---
license: apache-2.0
language:
- en
library_name: mlx
pipeline_tag: text-generation
tags:
- mlx
- apple-silicon
- hrm
- hierarchical-reasoning
- prefix-lm
- pre-alignment
- non-chat
- non-instruction-tuned
base_model: sapientinc/HRM-Text-1B
---

# HRM-Text-1B-MLX

MLX port of [sapientinc/HRM-Text-1B](https://huggingface.co/sapientinc/HRM-Text-1B) — Sapient Intelligence's Hierarchical Reasoning Model adapted to language modeling.
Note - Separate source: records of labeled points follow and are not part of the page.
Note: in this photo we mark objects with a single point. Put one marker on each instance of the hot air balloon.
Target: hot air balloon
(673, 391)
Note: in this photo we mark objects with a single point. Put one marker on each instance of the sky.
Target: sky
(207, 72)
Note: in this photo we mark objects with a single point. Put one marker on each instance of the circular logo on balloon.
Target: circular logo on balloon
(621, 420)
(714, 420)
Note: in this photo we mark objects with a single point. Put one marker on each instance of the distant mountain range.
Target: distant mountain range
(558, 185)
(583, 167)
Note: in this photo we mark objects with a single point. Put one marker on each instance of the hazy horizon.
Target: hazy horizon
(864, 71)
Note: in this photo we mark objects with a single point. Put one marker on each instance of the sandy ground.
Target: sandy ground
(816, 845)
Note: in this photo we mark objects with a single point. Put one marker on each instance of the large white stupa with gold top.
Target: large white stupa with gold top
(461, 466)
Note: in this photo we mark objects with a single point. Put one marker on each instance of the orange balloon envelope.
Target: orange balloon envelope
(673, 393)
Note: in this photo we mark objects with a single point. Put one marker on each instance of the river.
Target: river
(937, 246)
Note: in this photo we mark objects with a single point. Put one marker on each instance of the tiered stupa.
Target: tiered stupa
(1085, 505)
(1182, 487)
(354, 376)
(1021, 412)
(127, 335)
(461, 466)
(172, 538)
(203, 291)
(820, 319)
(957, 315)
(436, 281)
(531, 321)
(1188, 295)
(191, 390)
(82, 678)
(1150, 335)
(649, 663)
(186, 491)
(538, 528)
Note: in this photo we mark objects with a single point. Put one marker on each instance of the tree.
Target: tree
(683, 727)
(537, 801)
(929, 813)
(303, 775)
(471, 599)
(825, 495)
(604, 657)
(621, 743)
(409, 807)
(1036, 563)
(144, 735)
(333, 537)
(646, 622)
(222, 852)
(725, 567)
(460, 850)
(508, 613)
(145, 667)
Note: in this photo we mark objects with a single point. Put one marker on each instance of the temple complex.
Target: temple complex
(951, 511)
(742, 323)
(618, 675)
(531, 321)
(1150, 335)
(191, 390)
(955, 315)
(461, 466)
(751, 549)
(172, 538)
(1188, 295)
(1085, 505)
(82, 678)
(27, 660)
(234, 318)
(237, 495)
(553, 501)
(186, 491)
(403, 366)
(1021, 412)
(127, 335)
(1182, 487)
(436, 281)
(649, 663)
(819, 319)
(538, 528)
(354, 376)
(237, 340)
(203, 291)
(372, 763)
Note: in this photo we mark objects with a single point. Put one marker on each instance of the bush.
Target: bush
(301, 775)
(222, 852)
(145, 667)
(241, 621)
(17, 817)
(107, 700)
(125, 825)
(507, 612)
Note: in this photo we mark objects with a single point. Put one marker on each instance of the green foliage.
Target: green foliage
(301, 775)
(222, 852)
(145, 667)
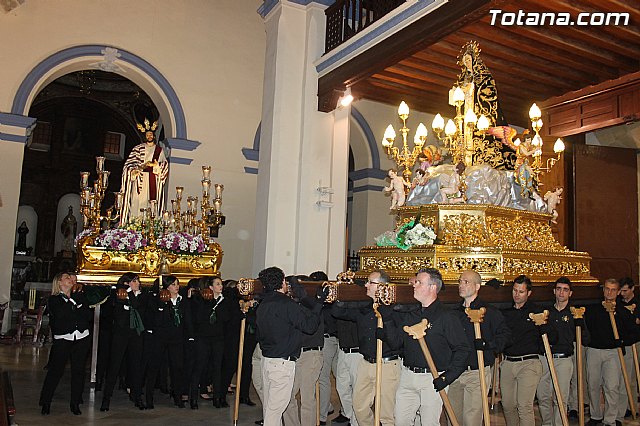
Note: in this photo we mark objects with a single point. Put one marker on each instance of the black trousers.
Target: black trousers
(129, 344)
(61, 351)
(159, 347)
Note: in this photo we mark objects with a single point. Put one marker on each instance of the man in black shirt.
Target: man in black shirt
(561, 318)
(521, 370)
(281, 324)
(629, 300)
(464, 392)
(603, 364)
(445, 338)
(364, 391)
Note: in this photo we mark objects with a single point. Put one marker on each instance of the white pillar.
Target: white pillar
(301, 150)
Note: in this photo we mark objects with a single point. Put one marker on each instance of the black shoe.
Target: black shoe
(340, 419)
(105, 404)
(247, 401)
(138, 403)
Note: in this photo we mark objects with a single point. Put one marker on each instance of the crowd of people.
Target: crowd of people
(294, 341)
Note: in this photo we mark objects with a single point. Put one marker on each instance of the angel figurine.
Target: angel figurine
(553, 198)
(396, 187)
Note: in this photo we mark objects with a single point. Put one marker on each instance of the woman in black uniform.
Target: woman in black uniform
(128, 308)
(69, 319)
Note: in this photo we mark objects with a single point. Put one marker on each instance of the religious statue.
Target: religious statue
(396, 187)
(69, 229)
(481, 96)
(553, 198)
(143, 175)
(23, 230)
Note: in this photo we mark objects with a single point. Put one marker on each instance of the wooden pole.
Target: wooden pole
(541, 319)
(579, 313)
(376, 409)
(611, 308)
(476, 316)
(418, 331)
(495, 380)
(236, 405)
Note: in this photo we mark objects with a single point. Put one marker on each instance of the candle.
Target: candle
(99, 164)
(84, 179)
(206, 172)
(219, 189)
(119, 198)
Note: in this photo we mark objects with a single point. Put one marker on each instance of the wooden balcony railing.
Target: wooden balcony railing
(345, 18)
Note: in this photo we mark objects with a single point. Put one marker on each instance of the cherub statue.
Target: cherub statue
(450, 192)
(553, 198)
(396, 187)
(421, 178)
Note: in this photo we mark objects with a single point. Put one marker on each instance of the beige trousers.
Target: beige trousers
(466, 397)
(603, 375)
(307, 372)
(518, 383)
(365, 391)
(547, 402)
(277, 378)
Optimized for Apple Silicon with a recurrent KV cache, `mx.fast` kernels, and a clean `load`/`generate` API.

## What this is

A 1 B-parameter "pre-alignment" language model that replaces the standard "scale parameters, pretrain on internet-scale text" recipe with **scale compute depth at fixed parameters via recurrence, train only on instruction-response pairs**. Two transformer modules — H (slow / strategic) and L (fast / execution) — iterate over the same input embeddings for `H_cycles × (L_cycles + 1) = 8` stack passes per token, with additive state injection between modules.

From the paper: 60.7 % MMLU / 81.9 % ARC-C / 82.2 % DROP / 84.5 % GSM8K / 56.2 % MATH — competitive with 2-7 B open models at **100-900× fewer training tokens** and **96-432× less compute**.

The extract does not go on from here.